Ce monde n’a pas changé
Il est possible que vous ne la connaissiez pas, la cantatrice de Papara. Elle ne figure pas dans notre discographie et la notoriété qui devrait la mettre au même diapason que des génies de l’art musical tels Mozart ou Beethoven a souffert de notre peu d’engouement pour les choses essentielles. Et, des tendances musicales se disputant entre un zouglou souvent furibond contre les femmes et un coupé-décalé en décalage avec la musique qui s’écoute, l’art zéléen n’intéressera que les esthètes.
Il sied sans doute que j’esquisse des occurrences de la diva de Papara, et de la grande dame je dirai : Zélé Koné, fille de chef, quitte le foyer conjugal pour rejoindre son village natal après onze maternités ayant donné onze enfants qui seront tous successivement fauchés par la mort avant d’atteindre l’âge de trois ans. Dans nos traditions, quand le sort s’acharne sur une personne avec la précision du tireur d’élite c’est qu’il y a malheur sous roche. Une femme à qui la maternité n’a fait que des clins d’œil en l’installant au banc des mères jugées incapables de faire germer la vie et de contribuer à perpétuer l’humanité est une femme-mal. Zélé arrive donc à Papara et commence à cultiver la terre en chantant la vie, sa vie. Ses douleurs, ses espérances dans le lyrisme d’une soprano maniant le chanter-parler de façon innée fera d’elle la cantatrice de Papara. Un hameau perché au sommet de la Côte d’Ivoire, dans la région de Tengrela et qui s’enorgueillit encore d’avoir eu sa Maria Callas.
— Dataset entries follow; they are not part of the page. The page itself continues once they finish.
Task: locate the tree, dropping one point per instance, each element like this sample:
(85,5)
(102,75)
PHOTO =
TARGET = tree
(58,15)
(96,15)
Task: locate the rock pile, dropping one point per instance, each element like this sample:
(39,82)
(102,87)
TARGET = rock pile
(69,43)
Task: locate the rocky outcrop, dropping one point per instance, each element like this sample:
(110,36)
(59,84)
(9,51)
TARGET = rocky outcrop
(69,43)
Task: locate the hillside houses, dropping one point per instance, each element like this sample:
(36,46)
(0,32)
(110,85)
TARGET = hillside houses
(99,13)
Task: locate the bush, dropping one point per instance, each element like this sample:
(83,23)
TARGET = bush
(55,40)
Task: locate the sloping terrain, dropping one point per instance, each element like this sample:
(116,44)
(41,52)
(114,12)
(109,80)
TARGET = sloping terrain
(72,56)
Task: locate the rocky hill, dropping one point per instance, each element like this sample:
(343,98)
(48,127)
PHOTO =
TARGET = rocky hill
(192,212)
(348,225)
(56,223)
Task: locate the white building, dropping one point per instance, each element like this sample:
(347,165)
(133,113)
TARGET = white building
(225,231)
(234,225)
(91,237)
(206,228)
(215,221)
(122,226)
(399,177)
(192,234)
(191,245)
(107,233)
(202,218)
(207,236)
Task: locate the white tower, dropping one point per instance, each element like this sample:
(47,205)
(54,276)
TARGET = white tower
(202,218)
Et surtout d’avoir été l’hôte d’un génie né des tiraillements de l’existence et dont la gloire se joue encore sur les xylophones de l’art mandingue, par-delà la Côte d’Ivoire. Zélé rend l’âme au cours d’une nuit de tornade où sa case s’écroule sur le frêle corps qui avait durant une soixantaine d’années regardé la vie avec des yeux impavides. Elle a chanté le Bari, une musique vocale exécutée lors des funérailles. Mais elle chanta le Bari pendant des baptêmes, des mariages, bref, pendant des fêtes. Pour dire que la vie et la mort sont souvent face dans face. L’une se redoublant de l’autre, et l’autre se dédoublant de l’une…
Passez-moi ce long laïus et permettez que je me serve de la béquille Zélé pour redire avec elle que ce monde n’a pas changé. C’est nous qui avons changé ce monde. Pis, nous l’avons dénaturé.
Dans une vie pas si ancienne, j’avais été auprès d’un ami mien, un frère choisi, à l’hôpital psychiatrique de Bingerville, le « deuxième hôpital » comme on dit dans cette commune pour éviter de nommer les malades mentaux. J’ai vu dans cet établissement sanitaire des malades parler de leur vie ancienne avec lucidité et beaucoup d’humour. Mais le lendemain certains se retrouvaient mis en quarantaine pour violence. J’ai vu des adolescents pensionnaires de ce centre à cause de la drogue dure fournie par le ‘’tonton’’ du quartier au-dessus de tout soupçon. J’ai vu des femmes enceintes qui n’avaient pas supporté la trahison de leurs conjoints ; des hommes qui avaient fait faillite, des étudiants qui avaient trop étudié, etc. Oui, Zélé, ce monde n’a pas changé ! Nous y avons surtout mis ‘’trop’’. Trop de noirs desseins. Trop d’avidité. Trop d’anxiété. Trop de haine ou trop d’amour. Or ‘’trop’’ est un dragon. Un dragon qui dénature tout.